We see hunger and poverty every day but we have developed blind eyes. The beggars on the street, the clusters of slums we drive by, homeless people sleeping on pavements, a mother bathing two little children in cold water from a fountain in freezing winter, two adults and three children piled on a motorcycle; we have stopped seeing the unfairness of it all. All this has been around so long that it has become a dead background scenery to us. A normal backdrop as we get on with our privileged lives.

There is a trace of arrogance and ego in us giving charity (with the motivation often being to feed good karma) that really is a drop in an ocean of misery. There has to be a deep overhaul of entrenched systems. Marie Antoinette reportedly said (though debunked by some historians), “Let them eat cake” when hungry citizens shouted for bread outside the palace gates. We have, metaphorically, been saying, “Let them eat cake” for centuries. Obviously, we, the privileged, are not smarter in any way. Yes, we too have worked hard to achieve whatever we did. But let it not be forgotten, we had a start that others did not. We took education and healthcare for granted. The issue of food is only addressed in eating too much. We as journalists only write for people like us. Do the daily wage earners watch or read the stories about them? We have become a nation stuck in an existential cognitive dissonance.

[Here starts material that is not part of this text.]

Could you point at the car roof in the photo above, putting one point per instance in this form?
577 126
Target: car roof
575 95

What can be done? First, decent housing must be provided for all daily wagers. It could be the state governments, it could be builders with construction sites, it could be factory and industry owners. Yes, their costs will go up but it has to be factored in. Business and industry must get support from the government to restart their businesses and employ labour. Access to healthcare and education must be a priority. This is the moment to seize a recalibration and choose how we can help change the systems that have let the majority of Indians so steeply down. In every profession there is an area where we can pay attention to how we can spend a portion of our time to strive for change. Strong lobbies have to advocate change from those in power. If not for the responsibility of it and the humanitarian need, then for selfish reasons. Otherwise we can expect tremors at the palace gates.

“When we revolt it’s not for a particular culture. We revolt simply because, for many reasons, we can no longer breathe”.